Die Faszination, durch Kunst eine ideale Gesellschaft zu erschaffen
Für Luise Volkmann steckt auch in instrumentaler Musik politische Aussagekraft. An Sun Ras Musik fasziniert sie, wie dessen crossmediale Bühnenrituale das Publikum dazu zwingt, sich mit dem in der afroamerikanischen Kultur verankerten Geist hinter der Musik auseinanderzusetzen. Mit LEONEsauvage hat sie ein Konzept entwickelt, das als eine Art "soziomusikalisches Konstrukt" ähnliches erreichen will: Rituale entwerfen, Kultur inszenieren, Ausrasten, Tanzen ... LEONEsauvage wurde bereits in Paris und Kopenhagen realisiert, jeweils mit lokalen Musiker:innen. Beim Kathrin-Preis wird Luise Volkmann für eine neue, NRW-basierte Ausgabe der Band recherchieren und proben.

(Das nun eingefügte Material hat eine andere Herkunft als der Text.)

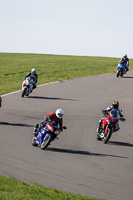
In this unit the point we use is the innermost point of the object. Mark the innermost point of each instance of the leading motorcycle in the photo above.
(120, 70)
(46, 135)
(27, 86)
(108, 125)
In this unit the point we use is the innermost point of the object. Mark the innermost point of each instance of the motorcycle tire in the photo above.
(23, 93)
(34, 142)
(107, 136)
(46, 142)
(98, 137)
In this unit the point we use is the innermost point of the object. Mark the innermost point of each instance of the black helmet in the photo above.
(115, 104)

Ihre Kurzresidenz in Darmstadt wird dabei alle Möglichkeiten auskosten, die sich in unserer Stadt bieten: Sie plant Recherchen in den Archiven des Jazzinstituts zu Sun Ra, zur afrikanischen Diaspora, zum Black Atlantic, zum sozio-musikalischen und politischen Einfluss von Musik, und während der Proben mit dem neuen Ensemble wird sie mit ihren Kolleg:innen auch den Unterbau ihres Projekts diskutieren, die afro-amerikanische Diaspora also und wie wir als Europäer mit dieser umgehen. Hier will Luise Volkmann zu Ritualität recherchieren, um ein neues Ritual frei von kultureller Aneignung zu erfinden und zugleich gemeinsam mit einer Bühnbildnerin und Designerin vielleicht auch einen verrückten Kleidungsstyl entwickeln, der Tradition aufnimmt und gleichzeitig etwas Neues schafft.

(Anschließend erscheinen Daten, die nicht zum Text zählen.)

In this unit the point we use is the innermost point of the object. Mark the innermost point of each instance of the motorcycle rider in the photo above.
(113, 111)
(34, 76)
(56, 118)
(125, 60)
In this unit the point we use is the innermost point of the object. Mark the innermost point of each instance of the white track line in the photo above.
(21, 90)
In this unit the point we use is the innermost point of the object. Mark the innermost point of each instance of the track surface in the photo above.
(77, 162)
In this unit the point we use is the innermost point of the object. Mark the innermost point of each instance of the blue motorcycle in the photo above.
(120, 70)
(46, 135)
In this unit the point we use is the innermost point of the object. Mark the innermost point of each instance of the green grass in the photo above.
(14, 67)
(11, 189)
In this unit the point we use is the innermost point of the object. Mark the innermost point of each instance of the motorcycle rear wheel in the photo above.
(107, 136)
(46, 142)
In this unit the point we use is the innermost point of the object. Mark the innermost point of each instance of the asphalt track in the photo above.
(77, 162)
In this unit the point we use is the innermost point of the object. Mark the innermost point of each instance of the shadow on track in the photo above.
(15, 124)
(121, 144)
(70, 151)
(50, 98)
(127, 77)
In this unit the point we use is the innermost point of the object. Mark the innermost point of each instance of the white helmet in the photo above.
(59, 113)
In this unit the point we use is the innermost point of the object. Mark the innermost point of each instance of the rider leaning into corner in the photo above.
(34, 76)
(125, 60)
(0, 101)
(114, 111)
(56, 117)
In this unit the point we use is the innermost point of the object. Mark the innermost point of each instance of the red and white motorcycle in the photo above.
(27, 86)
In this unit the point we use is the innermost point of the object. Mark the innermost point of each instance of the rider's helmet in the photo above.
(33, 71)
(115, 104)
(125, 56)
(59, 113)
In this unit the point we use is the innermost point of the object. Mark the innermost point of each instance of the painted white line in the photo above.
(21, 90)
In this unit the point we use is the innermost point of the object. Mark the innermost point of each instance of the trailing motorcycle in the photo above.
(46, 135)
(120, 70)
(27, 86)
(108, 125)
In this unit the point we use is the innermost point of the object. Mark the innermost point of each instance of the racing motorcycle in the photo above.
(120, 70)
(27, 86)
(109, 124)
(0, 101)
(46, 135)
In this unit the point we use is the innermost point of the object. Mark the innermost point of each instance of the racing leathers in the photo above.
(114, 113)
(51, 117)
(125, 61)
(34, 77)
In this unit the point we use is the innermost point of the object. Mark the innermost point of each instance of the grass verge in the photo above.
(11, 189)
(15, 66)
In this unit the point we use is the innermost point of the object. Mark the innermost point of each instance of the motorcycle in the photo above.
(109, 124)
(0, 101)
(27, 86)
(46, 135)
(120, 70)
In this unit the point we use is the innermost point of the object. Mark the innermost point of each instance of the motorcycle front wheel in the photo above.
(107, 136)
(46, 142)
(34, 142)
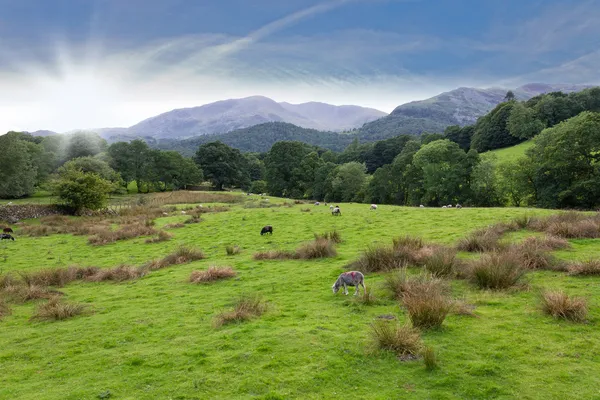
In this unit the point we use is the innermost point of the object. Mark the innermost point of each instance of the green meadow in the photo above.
(154, 337)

Luise Volkmann ist dabei eine geradezu idealtypische Trägerin des Kathrin-Preises. Ihre Auseinandersetzung mit den afro-amerikanischen Wurzeln und Konventionen des Jazz im Bewusstsein um die eigene Position einer im Hier und Jetzt spielenden westeuropäischen Musikerin nimmt Diskurse auf, die in den Musikszenen von Köln, Berlin, Kopenhagen, Paris, London, New York und sonstwo geführt, die aber immer auch gerade in Darmstadt thematisiert werden. LEONEsauvage ist dabei keinesfalls ein "Antragsprojekt"; es setzt Recherchen fort, die Volkmann in ihrer Musik genauso wie in ihrem Engagement zu diversen gesellschaftspolitischen Themen geführt hat, und es fußt auf den Erfahrungen, die sie mit den Pariser und Kopenhagener Editionen sowie mit anderen Projekten (wie etwa dem Großensemble Été Large) sammeln konnte.

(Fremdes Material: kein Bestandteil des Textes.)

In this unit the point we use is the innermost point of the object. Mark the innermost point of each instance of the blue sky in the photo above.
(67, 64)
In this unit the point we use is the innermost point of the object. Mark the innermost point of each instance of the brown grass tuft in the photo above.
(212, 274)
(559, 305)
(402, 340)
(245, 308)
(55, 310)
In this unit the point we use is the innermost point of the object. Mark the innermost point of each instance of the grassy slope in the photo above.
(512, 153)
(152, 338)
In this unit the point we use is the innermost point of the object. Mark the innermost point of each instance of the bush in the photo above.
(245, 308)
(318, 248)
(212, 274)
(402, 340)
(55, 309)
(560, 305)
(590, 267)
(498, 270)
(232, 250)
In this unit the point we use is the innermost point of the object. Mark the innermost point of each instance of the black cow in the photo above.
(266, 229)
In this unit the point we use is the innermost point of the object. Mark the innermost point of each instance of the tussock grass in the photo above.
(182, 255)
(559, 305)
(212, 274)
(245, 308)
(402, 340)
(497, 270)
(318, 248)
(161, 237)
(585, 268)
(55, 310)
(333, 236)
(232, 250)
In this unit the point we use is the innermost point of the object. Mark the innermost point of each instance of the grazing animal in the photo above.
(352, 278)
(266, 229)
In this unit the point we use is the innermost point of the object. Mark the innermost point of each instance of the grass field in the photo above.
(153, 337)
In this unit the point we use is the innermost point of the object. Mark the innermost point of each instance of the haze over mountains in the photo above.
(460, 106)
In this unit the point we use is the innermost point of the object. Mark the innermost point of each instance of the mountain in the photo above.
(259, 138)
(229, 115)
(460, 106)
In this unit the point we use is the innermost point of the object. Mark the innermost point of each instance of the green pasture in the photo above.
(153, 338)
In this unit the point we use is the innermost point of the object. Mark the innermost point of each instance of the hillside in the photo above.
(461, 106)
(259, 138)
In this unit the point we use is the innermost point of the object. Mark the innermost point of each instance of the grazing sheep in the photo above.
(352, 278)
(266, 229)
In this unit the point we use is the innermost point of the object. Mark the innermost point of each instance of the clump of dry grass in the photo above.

Termin: Luise Volkmann wird vom 11. bis zum 17. April 2021 in Darmstadt an ihrem Projekt arbeiten. Am Freitag, dem 1. Oktober 2021, wird sie bei einem Konzert in Darmstadt offiziell den Kathrin-Preis entgegennehmen.
Informationen zur Preisträgerin Luise Volkmann
Die 1992 geborene Saxofonistin und Komponistin Luise Volkmann stammt ursprünglich aus Bielefeld. Sie studierte Jazzsaxofon und Flöte an den Musikhochschulen in Leipzig und Paris und macht derzeit ihren Master in Jazzkomposition und Musikwissenschaft in Köln. Ihre Arbeit spielt sich im Bereich des zeitgenössischen Jazz, der Komposition sowie der freien Improvisation ab. Als Komponistin war sie 2016 Artist in Residence in der Cité Internationale des Arts de Paris. Sie war von 2014 -2020 Stipendiatin der Friedrich-Ebert-Stiftung.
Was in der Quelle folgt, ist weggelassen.